Image Classification

For image classification, the paper used the Pascal VOC 2007 (objects) and MIT-67 indoor scenes dataset whose image distributions differ from that of ILSVRC dataset.

On the Pascal VOC 2007 dataset, CNN-SVM improved state-of-the-art mean average precision from 70.5 to 73.9, CNNaug-SVM improved it to 77.2.

On the MIT-67 indoor scene dataset, CNNaug-SVM improved state-of-the-art mAP from 64.0 to 69.0.

Fine-grain classification

Experiments were performed on the Caltech-UCSD Birds 200-2001 and Oxford 102 Flowers dataset.

On the Oxford 102 Flower dataset, CNNaug-SVM improved the state-of-the-art to mean accuracy to 86.8 even without using the segmentation provided by the dataset.

Attribute detection

On the UIUC 64 object attributes (shape, part, material) dataset, CNNaug-SVM improved the state-of-the-art from 73.7 to 91.5.

On the H3D dataset (person has glasses, isMale etc.), the CNNaug-SVM outperformed previous non-CNN learning methods; however, a method that adapted a CNN architecture specifically for the task of attribute detection (rather than using features from OverFeat which was trained to do image classification).
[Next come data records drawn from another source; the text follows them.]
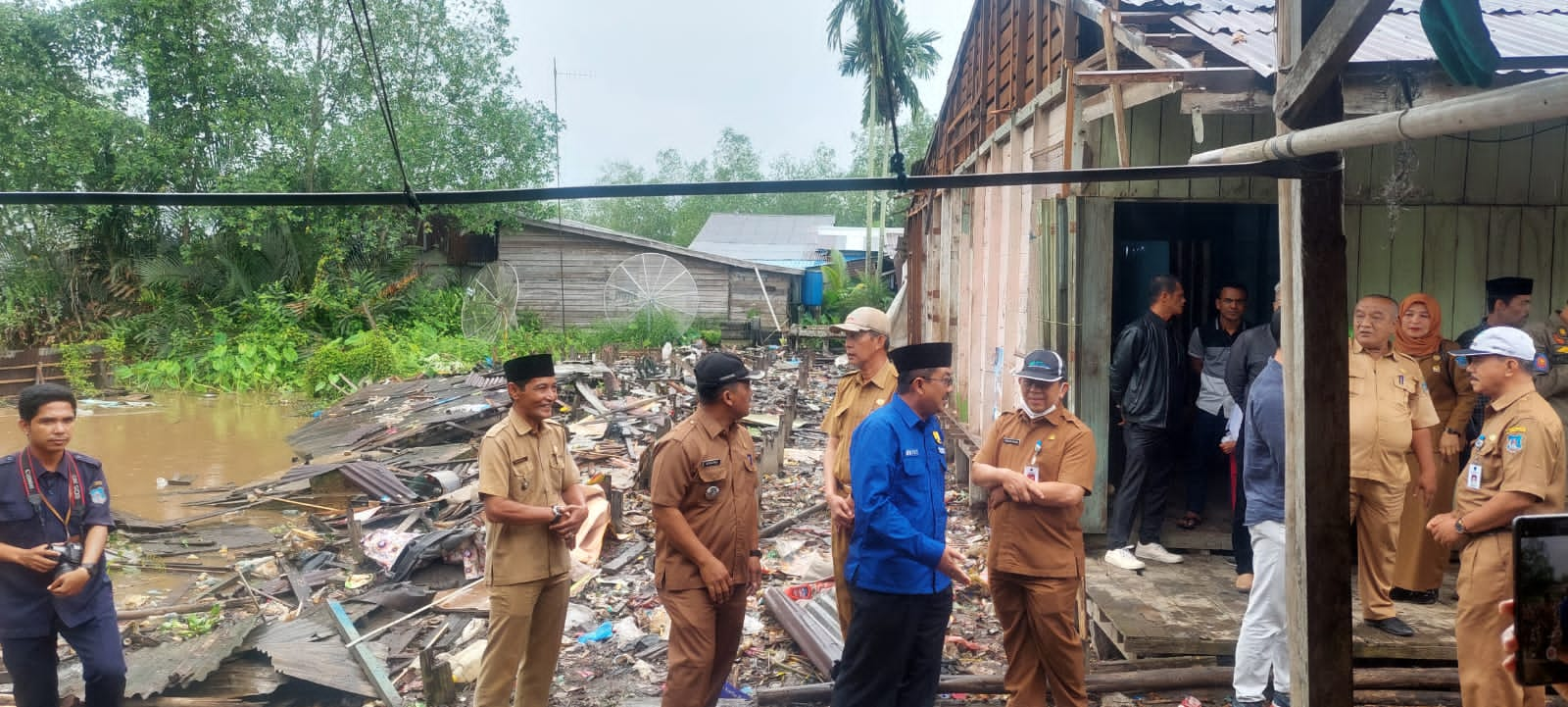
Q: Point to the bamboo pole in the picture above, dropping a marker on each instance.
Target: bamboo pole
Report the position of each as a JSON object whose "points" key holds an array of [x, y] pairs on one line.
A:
{"points": [[1526, 102]]}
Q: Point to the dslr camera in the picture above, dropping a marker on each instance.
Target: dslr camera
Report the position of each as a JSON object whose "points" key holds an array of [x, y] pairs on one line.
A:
{"points": [[70, 557]]}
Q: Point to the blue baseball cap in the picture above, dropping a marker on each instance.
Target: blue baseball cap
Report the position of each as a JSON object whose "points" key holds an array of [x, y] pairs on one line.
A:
{"points": [[1043, 366]]}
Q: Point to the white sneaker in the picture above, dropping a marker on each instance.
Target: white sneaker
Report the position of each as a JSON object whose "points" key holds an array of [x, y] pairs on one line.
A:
{"points": [[1157, 552], [1123, 558]]}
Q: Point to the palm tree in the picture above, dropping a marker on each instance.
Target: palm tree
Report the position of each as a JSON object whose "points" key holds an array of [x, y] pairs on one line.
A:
{"points": [[891, 58]]}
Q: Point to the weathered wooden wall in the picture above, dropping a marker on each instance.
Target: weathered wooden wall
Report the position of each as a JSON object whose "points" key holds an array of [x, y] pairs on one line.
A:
{"points": [[564, 279]]}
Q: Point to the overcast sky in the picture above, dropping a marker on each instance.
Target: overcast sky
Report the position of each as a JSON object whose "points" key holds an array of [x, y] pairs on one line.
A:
{"points": [[648, 76]]}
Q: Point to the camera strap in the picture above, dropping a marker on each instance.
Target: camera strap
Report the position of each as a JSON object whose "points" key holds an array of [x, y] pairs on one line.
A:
{"points": [[74, 494]]}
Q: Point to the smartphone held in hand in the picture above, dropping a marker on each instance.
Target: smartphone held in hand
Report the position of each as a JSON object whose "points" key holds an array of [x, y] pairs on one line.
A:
{"points": [[1541, 589]]}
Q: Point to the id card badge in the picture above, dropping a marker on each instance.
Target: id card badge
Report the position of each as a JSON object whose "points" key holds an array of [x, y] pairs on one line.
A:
{"points": [[1473, 476]]}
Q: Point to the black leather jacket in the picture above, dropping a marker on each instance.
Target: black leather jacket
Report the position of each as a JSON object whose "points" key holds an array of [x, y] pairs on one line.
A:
{"points": [[1147, 372]]}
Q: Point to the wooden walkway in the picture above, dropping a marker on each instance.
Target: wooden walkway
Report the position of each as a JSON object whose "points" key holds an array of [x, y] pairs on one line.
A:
{"points": [[1194, 609]]}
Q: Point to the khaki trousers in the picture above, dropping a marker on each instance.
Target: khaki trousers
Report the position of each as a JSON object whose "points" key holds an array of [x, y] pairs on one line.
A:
{"points": [[1487, 579], [841, 586], [524, 643], [1374, 510], [703, 641], [1421, 562], [1042, 632]]}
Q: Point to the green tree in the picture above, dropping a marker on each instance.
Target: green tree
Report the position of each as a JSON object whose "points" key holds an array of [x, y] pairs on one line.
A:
{"points": [[890, 58]]}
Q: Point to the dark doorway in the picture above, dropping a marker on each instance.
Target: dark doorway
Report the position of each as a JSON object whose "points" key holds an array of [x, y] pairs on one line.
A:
{"points": [[1203, 245]]}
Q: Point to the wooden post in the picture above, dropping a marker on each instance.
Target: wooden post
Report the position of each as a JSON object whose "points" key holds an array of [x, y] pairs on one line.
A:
{"points": [[436, 676], [1317, 481]]}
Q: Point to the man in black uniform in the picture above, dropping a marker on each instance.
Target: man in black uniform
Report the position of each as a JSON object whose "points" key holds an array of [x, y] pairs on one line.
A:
{"points": [[54, 524]]}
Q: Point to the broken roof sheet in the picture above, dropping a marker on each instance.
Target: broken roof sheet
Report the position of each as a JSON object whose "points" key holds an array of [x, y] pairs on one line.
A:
{"points": [[1246, 30]]}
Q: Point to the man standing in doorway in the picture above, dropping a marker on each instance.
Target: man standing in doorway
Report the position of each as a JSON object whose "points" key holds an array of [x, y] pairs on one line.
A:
{"points": [[872, 384], [532, 510], [1515, 469], [1147, 389], [901, 566], [1552, 339], [1390, 414], [706, 555], [52, 500], [1261, 646], [1039, 463], [1507, 304], [1207, 350], [1250, 355]]}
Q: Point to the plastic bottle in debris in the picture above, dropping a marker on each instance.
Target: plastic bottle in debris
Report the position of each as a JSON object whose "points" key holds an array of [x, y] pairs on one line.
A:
{"points": [[466, 664]]}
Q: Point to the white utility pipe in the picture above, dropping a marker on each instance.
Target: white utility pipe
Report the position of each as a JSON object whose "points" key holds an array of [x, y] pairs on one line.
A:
{"points": [[1528, 102]]}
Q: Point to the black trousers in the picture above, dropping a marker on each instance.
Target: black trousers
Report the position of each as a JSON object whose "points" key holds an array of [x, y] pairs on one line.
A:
{"points": [[1145, 480], [31, 664], [1241, 538], [893, 656]]}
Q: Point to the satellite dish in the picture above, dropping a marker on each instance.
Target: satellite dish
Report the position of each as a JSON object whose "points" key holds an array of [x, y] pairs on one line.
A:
{"points": [[651, 284], [490, 304]]}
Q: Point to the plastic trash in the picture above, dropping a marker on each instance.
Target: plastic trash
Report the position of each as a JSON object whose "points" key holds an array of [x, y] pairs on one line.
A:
{"points": [[603, 632], [466, 664]]}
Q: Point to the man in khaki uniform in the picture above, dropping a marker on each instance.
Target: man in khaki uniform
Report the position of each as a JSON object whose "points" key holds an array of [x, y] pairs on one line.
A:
{"points": [[872, 384], [1515, 469], [706, 557], [1552, 339], [1390, 414], [532, 510], [1039, 463]]}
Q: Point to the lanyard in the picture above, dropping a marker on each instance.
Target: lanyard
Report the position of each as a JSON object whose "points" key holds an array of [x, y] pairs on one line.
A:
{"points": [[74, 495]]}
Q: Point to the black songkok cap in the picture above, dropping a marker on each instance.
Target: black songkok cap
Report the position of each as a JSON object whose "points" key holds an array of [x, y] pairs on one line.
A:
{"points": [[1509, 287], [917, 356], [524, 369], [721, 367]]}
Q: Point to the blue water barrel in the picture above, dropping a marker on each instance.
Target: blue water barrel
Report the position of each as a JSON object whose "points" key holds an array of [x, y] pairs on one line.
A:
{"points": [[811, 288]]}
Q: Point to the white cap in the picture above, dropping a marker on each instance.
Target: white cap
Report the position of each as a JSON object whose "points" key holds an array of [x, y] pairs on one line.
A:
{"points": [[1505, 340]]}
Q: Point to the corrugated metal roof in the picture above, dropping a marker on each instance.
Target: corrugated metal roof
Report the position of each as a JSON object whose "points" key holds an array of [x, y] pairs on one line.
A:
{"points": [[1518, 26]]}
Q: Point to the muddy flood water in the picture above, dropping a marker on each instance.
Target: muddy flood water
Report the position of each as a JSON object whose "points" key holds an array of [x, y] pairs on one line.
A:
{"points": [[209, 442]]}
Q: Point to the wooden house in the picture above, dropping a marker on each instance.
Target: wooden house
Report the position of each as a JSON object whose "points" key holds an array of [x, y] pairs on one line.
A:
{"points": [[564, 269]]}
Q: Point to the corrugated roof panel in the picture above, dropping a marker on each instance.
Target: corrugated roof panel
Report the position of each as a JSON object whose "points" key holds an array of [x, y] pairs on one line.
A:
{"points": [[1250, 36]]}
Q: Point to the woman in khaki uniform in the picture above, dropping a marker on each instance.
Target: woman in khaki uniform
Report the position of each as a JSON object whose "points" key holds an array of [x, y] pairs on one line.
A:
{"points": [[1419, 563]]}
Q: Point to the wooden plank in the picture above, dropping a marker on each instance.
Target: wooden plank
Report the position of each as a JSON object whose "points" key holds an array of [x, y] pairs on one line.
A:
{"points": [[1502, 243], [1439, 259], [1559, 292], [1546, 168], [1450, 159], [1325, 55], [1117, 102], [1092, 246], [1515, 164], [1405, 248], [1236, 130], [1536, 248], [1352, 253], [1175, 149], [1145, 135], [1376, 254], [1481, 170], [373, 668], [1471, 237]]}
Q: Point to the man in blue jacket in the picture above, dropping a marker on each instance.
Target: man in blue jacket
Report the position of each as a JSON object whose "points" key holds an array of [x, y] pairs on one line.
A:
{"points": [[901, 570]]}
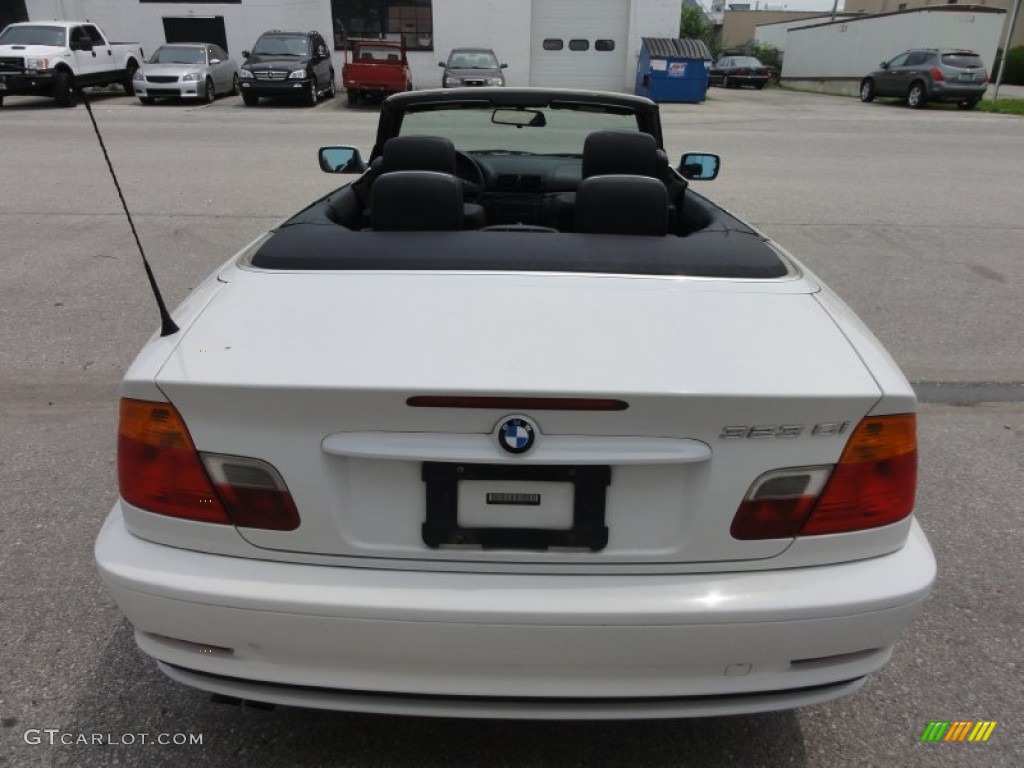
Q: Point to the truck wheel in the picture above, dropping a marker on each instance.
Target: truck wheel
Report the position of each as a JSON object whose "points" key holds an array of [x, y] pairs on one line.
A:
{"points": [[129, 82], [64, 89]]}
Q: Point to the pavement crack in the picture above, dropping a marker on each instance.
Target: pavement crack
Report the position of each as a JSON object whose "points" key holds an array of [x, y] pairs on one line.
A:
{"points": [[969, 392]]}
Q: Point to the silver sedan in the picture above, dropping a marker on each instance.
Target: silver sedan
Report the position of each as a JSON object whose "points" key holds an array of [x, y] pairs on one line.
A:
{"points": [[200, 71]]}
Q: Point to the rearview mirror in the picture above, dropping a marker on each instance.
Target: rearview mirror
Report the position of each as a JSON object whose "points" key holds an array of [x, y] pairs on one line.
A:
{"points": [[341, 160], [699, 166], [518, 118]]}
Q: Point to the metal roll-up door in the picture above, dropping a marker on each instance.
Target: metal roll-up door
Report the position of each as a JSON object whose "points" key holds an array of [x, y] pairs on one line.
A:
{"points": [[579, 44]]}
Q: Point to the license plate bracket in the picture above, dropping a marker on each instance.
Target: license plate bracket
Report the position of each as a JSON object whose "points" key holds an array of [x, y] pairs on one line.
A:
{"points": [[589, 489]]}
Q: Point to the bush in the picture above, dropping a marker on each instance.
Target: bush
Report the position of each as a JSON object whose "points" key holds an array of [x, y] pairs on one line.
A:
{"points": [[1014, 74]]}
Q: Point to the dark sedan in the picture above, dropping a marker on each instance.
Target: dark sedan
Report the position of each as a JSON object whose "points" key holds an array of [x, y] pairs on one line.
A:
{"points": [[734, 72]]}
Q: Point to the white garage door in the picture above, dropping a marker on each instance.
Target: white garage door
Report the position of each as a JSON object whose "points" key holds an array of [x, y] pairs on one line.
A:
{"points": [[579, 44]]}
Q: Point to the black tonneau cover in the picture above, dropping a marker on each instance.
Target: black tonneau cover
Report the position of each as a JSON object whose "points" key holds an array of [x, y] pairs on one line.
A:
{"points": [[714, 253]]}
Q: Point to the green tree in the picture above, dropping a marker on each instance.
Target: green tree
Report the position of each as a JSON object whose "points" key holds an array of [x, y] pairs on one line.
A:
{"points": [[693, 25]]}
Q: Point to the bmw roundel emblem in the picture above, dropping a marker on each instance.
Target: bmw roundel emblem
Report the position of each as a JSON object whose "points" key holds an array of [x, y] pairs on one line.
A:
{"points": [[516, 434]]}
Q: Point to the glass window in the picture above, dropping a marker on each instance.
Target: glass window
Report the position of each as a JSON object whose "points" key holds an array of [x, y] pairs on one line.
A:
{"points": [[33, 36], [965, 60], [93, 33], [408, 22]]}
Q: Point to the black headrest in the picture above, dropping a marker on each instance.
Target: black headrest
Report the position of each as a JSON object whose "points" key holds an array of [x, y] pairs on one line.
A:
{"points": [[416, 201], [620, 152], [622, 205], [418, 154]]}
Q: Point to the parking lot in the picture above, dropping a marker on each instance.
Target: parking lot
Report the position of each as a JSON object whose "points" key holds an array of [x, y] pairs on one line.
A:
{"points": [[913, 217]]}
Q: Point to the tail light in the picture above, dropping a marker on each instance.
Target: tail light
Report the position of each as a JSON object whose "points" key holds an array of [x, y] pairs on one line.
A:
{"points": [[873, 484], [159, 470]]}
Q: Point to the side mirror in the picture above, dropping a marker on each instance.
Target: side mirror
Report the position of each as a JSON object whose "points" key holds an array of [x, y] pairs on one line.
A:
{"points": [[341, 160], [699, 166]]}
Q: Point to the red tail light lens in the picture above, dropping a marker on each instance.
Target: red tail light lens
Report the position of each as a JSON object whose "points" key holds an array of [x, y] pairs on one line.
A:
{"points": [[778, 503], [875, 481], [158, 467], [873, 484], [159, 470], [254, 495]]}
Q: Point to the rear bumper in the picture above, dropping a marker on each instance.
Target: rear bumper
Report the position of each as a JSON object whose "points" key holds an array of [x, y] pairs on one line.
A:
{"points": [[949, 91], [513, 645], [169, 90]]}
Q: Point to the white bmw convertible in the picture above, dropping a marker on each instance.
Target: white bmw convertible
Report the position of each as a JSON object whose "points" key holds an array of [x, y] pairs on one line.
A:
{"points": [[517, 424]]}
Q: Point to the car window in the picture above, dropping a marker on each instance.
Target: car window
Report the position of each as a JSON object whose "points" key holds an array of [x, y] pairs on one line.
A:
{"points": [[964, 60], [282, 45], [33, 36], [178, 54], [93, 32], [560, 131], [472, 60]]}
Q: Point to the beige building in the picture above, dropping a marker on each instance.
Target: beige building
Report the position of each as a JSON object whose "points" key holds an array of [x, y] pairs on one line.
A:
{"points": [[738, 26], [890, 6]]}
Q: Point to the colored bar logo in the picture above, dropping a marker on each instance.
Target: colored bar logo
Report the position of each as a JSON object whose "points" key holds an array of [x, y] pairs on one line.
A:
{"points": [[958, 730]]}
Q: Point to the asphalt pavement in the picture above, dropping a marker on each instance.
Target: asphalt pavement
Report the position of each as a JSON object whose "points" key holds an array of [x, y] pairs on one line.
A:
{"points": [[914, 217]]}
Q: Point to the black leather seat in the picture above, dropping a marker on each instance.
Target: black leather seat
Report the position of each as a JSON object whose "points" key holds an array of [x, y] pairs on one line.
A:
{"points": [[416, 201], [622, 205], [427, 154], [621, 153], [607, 153]]}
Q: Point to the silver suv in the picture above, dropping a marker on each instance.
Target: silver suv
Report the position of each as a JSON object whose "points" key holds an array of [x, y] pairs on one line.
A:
{"points": [[924, 75]]}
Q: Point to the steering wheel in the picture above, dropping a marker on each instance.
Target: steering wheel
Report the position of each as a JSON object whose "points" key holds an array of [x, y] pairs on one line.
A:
{"points": [[474, 180]]}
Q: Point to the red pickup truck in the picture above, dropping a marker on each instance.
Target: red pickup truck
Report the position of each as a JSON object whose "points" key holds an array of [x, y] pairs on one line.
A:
{"points": [[378, 69]]}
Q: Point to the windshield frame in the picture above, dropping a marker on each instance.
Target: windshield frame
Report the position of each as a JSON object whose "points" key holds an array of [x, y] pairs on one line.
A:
{"points": [[200, 50], [13, 29], [393, 111]]}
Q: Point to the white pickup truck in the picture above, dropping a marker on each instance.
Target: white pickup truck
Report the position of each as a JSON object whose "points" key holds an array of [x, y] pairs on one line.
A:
{"points": [[52, 58]]}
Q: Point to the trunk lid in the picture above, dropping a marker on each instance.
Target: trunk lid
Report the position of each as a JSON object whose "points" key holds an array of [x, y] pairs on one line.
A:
{"points": [[311, 373]]}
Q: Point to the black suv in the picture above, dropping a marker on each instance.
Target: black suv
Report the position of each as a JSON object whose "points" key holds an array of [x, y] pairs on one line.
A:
{"points": [[283, 65], [925, 75]]}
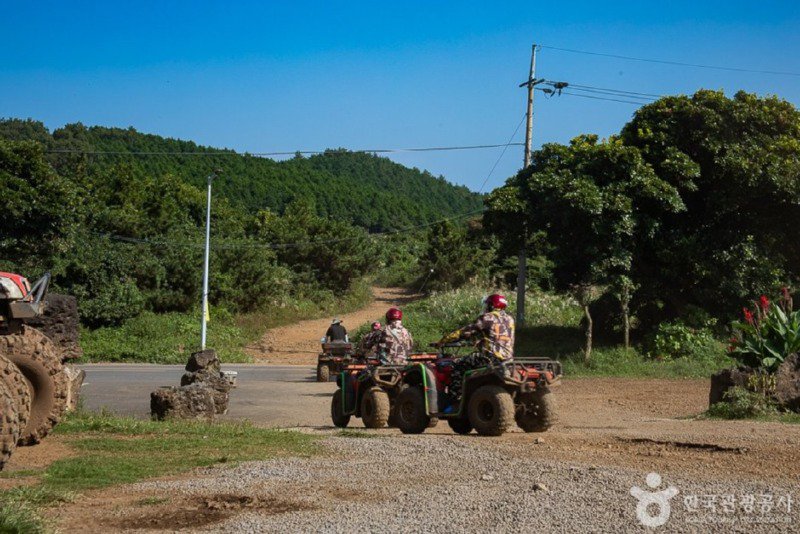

This shows the importance of adapting the network to the specific task at hand.

Visual Instance Retrieval

Used 5 datasets: Oxford5k buildings, Paris6k buildings, Sculptures6k, Holiday dataset, UKbench. CNNaug + spatial search outperformed state-of-the-art on UKBench, Holidays, Paris6k datasets.

Other Notes:

This is probably the beginning of network-based transfer learning with CNN.